“Came on to me like you did.”
Avery’s chest rose and fell on a single, life-or-death breath. “Jack—”
“No, I want to know. Dorothy Rae says you never cared about me, that you only flirted with me to drive a wedge between Tate and me. Why, damn you? I nearly ruined my relationship with my brother. I nearly let my marriage fall apart because of you.”
“Jack, I’m sorry,” she said earnestly. “Truly I am, but—”
“You just wanted to make me look like a buffoon, didn’t you? Did it elevate your ego to humiliate Dorothy Rae?”
“Jack, listen, please.”
“No, you listen. She’s twice the woman you are. Have you noticed how she’s quit drinking all by herself? That takes character—something you’ll never have. She still loves me, in spite of—”
“Jack, when did Eddy first come to work for Tate?”
He swore beneath his breath and shifted from one foot to the other impatiently. “I’m spilling my guts here and—”
“It’s important!” she shouted. “How did Eddy talk himself into the job of campaign manager? When did he first appear on the scene? Did anyone think to check his qualifications?”

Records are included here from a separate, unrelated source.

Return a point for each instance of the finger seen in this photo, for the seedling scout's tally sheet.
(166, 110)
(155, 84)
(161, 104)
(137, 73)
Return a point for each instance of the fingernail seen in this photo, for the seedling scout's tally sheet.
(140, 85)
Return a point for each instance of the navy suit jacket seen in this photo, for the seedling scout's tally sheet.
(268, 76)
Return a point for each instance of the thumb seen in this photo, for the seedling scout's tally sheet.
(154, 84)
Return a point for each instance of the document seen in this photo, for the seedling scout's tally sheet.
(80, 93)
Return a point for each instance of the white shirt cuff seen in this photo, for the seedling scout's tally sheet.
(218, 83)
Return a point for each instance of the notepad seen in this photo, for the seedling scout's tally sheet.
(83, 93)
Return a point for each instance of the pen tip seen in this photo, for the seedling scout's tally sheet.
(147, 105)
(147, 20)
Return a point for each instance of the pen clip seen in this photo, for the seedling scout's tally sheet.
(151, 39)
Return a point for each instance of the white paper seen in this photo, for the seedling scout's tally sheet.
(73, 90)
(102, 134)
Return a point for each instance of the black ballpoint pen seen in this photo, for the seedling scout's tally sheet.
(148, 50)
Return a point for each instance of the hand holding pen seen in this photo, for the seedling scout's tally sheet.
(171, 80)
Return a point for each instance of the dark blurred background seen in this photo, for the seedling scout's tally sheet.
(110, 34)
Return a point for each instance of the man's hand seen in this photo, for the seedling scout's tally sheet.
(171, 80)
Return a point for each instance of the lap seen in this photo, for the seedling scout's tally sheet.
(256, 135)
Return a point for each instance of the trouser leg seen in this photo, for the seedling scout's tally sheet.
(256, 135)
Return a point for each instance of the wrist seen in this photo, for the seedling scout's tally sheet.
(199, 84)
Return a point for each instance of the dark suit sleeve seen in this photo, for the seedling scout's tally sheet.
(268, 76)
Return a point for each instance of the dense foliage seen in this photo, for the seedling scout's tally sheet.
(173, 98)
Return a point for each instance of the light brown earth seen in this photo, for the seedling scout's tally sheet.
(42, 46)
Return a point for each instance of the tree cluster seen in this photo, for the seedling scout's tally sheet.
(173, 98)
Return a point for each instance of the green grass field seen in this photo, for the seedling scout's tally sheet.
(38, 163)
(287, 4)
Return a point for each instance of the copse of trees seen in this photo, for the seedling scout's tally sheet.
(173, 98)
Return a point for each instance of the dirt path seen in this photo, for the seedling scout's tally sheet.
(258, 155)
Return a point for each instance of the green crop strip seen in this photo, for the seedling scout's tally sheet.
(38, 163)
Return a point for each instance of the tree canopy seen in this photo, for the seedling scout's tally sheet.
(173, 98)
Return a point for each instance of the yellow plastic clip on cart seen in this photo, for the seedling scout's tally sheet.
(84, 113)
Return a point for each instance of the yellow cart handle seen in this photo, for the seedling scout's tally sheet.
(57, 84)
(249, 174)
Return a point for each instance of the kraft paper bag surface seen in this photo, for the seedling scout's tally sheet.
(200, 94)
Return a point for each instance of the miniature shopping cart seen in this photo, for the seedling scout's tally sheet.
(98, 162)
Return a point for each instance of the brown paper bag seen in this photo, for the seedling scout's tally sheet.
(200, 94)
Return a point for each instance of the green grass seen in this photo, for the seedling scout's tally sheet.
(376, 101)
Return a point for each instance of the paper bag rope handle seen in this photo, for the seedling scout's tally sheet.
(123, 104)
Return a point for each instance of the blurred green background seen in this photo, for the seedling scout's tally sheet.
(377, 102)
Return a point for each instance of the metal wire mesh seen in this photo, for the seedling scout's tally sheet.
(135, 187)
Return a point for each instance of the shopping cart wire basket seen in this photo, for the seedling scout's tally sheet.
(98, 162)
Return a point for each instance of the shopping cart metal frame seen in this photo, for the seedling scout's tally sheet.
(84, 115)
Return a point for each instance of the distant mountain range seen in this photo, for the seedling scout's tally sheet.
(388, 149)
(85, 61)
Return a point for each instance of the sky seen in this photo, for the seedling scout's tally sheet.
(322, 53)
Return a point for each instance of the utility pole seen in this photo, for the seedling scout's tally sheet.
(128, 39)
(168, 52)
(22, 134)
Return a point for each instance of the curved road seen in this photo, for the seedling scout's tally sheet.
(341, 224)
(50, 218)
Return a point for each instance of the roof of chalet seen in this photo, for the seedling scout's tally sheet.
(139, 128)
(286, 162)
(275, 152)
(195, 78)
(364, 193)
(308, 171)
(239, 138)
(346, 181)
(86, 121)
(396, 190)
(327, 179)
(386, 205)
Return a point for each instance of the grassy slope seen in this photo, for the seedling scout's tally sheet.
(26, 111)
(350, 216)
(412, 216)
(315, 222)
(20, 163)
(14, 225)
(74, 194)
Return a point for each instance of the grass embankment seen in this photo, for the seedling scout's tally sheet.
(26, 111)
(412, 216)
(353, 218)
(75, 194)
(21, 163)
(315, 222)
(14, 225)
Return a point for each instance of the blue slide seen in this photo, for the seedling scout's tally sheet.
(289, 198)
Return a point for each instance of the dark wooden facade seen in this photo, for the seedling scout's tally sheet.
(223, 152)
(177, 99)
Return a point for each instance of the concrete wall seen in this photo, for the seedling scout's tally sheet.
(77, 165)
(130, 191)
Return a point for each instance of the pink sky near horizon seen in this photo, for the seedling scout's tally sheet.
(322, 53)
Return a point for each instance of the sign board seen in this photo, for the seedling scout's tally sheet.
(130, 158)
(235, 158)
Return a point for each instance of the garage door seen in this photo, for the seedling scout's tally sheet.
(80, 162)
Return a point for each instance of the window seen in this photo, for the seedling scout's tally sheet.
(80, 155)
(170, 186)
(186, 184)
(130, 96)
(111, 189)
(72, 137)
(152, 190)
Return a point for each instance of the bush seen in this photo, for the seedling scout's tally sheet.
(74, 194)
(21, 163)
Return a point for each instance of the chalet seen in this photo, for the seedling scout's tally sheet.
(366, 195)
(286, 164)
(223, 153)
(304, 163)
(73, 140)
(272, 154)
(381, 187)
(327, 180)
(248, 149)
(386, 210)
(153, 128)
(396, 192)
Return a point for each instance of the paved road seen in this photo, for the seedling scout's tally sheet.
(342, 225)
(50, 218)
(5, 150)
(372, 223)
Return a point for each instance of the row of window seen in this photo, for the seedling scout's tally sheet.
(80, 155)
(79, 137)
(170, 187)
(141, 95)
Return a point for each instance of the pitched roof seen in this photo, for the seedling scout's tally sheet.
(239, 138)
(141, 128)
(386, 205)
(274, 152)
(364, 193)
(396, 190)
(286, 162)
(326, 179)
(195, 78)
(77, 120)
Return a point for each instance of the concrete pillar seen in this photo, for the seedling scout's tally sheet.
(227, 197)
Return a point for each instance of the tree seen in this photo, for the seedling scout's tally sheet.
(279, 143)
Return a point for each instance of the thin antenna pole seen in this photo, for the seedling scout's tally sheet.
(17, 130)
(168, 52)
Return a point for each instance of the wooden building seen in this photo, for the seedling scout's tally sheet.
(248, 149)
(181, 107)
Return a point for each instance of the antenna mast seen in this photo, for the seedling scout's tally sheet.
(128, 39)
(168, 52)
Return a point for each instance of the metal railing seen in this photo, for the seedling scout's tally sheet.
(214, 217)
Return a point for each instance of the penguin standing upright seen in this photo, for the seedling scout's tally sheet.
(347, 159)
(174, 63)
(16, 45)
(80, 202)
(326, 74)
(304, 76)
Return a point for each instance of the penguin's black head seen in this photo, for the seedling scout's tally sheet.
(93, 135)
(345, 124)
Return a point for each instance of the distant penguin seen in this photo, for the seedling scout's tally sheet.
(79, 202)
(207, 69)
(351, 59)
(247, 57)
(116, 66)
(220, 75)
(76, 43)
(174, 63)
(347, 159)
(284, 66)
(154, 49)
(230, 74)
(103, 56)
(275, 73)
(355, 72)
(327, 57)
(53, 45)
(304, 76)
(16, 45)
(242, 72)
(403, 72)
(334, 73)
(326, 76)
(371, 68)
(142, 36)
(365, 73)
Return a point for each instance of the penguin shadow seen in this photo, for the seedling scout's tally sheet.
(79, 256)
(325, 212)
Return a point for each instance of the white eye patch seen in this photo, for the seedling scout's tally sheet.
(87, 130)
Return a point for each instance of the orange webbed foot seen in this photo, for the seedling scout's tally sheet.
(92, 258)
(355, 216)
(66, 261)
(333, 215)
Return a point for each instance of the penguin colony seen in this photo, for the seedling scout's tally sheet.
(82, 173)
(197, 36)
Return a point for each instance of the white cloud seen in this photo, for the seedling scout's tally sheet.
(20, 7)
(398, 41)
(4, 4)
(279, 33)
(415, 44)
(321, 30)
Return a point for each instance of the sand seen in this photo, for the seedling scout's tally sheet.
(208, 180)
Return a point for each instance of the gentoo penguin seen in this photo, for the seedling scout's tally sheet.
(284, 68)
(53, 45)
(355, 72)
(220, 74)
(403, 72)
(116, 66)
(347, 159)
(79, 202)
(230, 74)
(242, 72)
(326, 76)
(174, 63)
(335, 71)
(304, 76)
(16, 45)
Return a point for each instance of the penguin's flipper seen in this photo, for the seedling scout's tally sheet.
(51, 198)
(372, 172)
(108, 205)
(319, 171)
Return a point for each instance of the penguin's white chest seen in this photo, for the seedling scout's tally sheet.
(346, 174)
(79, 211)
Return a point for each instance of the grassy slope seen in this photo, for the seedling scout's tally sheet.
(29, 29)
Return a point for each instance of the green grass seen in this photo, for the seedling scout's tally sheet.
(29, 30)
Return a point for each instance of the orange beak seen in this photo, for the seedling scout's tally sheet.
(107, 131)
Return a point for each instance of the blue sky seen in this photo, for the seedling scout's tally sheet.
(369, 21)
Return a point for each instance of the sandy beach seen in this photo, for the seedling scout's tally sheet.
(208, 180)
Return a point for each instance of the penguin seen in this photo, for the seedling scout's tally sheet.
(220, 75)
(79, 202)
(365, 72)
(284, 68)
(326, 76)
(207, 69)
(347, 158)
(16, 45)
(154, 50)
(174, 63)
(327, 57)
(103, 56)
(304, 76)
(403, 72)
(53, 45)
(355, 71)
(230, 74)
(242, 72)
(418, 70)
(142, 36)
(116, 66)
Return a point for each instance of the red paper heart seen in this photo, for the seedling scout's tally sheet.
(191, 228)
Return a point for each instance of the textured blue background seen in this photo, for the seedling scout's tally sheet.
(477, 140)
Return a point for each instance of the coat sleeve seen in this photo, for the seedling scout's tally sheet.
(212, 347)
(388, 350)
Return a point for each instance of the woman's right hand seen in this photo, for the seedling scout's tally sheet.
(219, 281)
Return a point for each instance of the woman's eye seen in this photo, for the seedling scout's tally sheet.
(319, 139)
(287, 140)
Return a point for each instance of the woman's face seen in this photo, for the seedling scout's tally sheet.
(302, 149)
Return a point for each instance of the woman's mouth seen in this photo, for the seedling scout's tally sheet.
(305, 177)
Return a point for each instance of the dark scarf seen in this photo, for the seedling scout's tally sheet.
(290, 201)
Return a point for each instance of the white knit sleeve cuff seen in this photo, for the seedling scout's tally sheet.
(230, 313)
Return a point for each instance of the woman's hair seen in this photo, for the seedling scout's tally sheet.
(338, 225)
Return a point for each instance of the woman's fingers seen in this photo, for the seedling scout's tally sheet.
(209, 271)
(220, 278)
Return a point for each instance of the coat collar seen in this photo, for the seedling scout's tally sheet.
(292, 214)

“What the hell are you talking about? You know as well as I do that he didn’t talk himself into anything. He was recruited for the job.”
“Recruited?” she repeated thinly. “By whom, Jack? Whose idea was it? Who hired Eddy Paschal?”
Jack gave her a blank stare, then a quick shrug. “Dad.”
Forty-Nine
The Corte Real was a lovely facility but a poor selection to host Tate Rutledge’s victory celebration because it had only one entrance. Between a pair of massive Spanish doors and the ballroom itself was a short, narrow passageway. It formed an inevitable bottleneck.
The newly elected senator was propelled through that channel by a surge of family, friends, and supporters, all raucous, all jubilant over his win. Television lights created an aura around his head that shone like a celestial crown. His smile blended confidence with humility, that mix that elevated good men to greatness.
Tate’s tall, gray-haired observer weaved his way toward the decorated platform at the opposite end of the room from the entrance. He elbowed aside media and Rutledge enthusiasts, somehow managing to do so without drawing attention to himself. Over the years, he’d mastered that kind of maneuver.
Recently, he had wondered if his skills weren’t getting rusty. He was almost certain Mrs. Rutledge had picked him out of the crowd on more than one occasion.
Having thought of her, he suddenly realized that she wasn’t among the group following Tate toward the dais. Incisive eyes swung toward the entrance. Ah, there she was, bringing up the rear, looking distraught, obviously because she’d become separated from the rest of the family.
He turned his attention back to the charismatic young man, whose appearance in the ballroom had whipped the crowd into a frenzy. As he climbed the steps of the dais, balloons were released from a net overhead. They contributed to the confusion and poor visibility.
On the stage, Rutledge paused to shake hands with some of his most influential supporters—among them, several sports heroes and a Texas-bred movie actress. He waved to his disciples and they cheered him.
Gray Hair dodged the corner of a bouncing placard that nearly caught him on the forehead and kept his eyes trained on the hero of the hour. In the midst of this orgy of celebration, his face alone was grave with resolution.
Purposefully, he continued to move steadily forward, toward the platform. The pandemonium would have intimidated most, but it didn’t faze him. He considered it a nuisance, nothing more. His progress was undeterred. Nothing could stop him from reaching Tate Rutledge.
* * *
Avery arrived breathless at the door of the ballroom. The walls of her heart felt as thin as a balloon about to burst. The muscles of her legs were burning. She’d run down twenty flights of stairs.
She hadn’t even attempted to take an elevator to the hotel’s mezzanine level but, together with Jack, who’d only been told that his brother’s life was in imminent danger, had dashed for the stairs. Somewhere in the stairwell, Jack was still trying to catch up with her.
Pausing only a fraction of a moment to draw breath and get her bearings, she madly plunged through the crowd toward the dais. Wall-to-wall bodies formed a barricade, but Avery managed to plow through it.
She saw his head rise above the throng as he took the steps leading to the platform. “Tate!”
He heard her shout and swiveled his head around, but he missed seeing her when someone on the temporary stage grabbed his arm and began pumping his hand enthusiastically.
Avery frantically sought Eddy and found him positioning Nelson, Zee, Dorothy Rae, and Fancy in a semicircle behind the podium. He then motioned Tate toward the speaker’s stand, where a dozen microphones were mounted and ready to amplify his first words as a newly elected senator.